You can easily switch to other LLMs, TTS, or STT languages with just a few edits:

Supported LLMs:
- OpenAI
- Doubao
- Deepseek
- Gemini
- Qwen
- Grok
Testing Piper — Check the supported languages of Piper TTS.
2. Test Vosk — Check the supported languages of Vosk STT.
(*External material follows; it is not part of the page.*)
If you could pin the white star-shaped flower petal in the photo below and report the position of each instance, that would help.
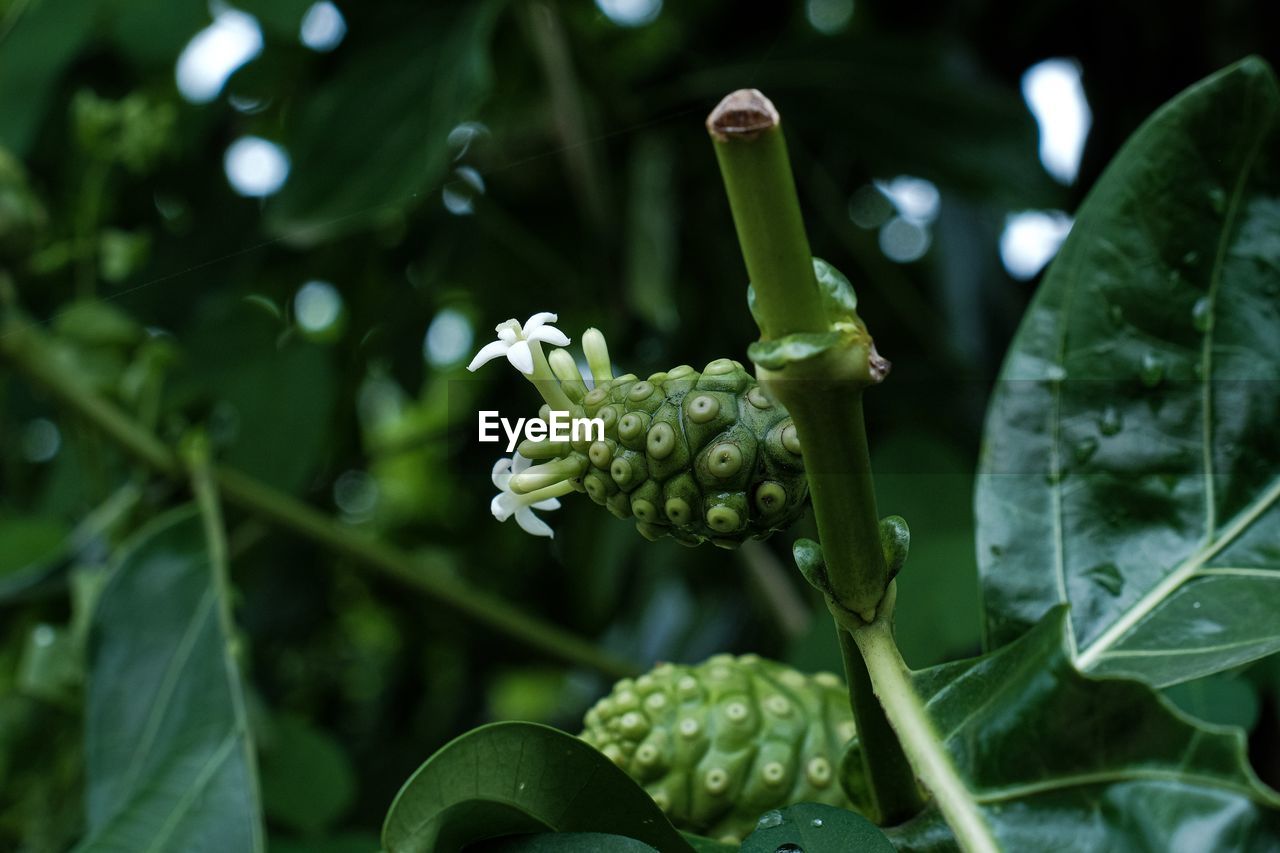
(507, 503)
(513, 342)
To switch, simply modify the initialization part in the code:

from pidog.llm import OpenAI as LLM

llm = LLM(
    api_key=API_KEY,
    model="gpt-4o-mini",
)

# Set models and languages
TTS_MODEL = "en_US-ryan-low"
STT_LANGUAGE = "en-us"

Troubleshooting

The robot doesn’t respond to wake word
- Check if the microphone works.
- Ensure WAKE_ENABLE = True.
- Adjust wake word to match your pronunciation.
No sound from the speaker
- Make sure the Robot HAT speaker is enabled. If you haven’t run any PiDog example code yet, enable it:
```
robot_hat enable_speaker
```
  This only needs to be done once per boot.
- Verify TTS model setup.
- Test Piper or Espeak manually.
- Check speaker connection and volume.
API Key error or timeout
- Check your key in secret.py.
- Ensure network connection.
- Confirm the LLM is supported.
Ultrasonic sensor keeps triggering unexpectedly.
- Check sensor installation height and angle.
- Adjust the TOO_CLOSE distance threshold in code.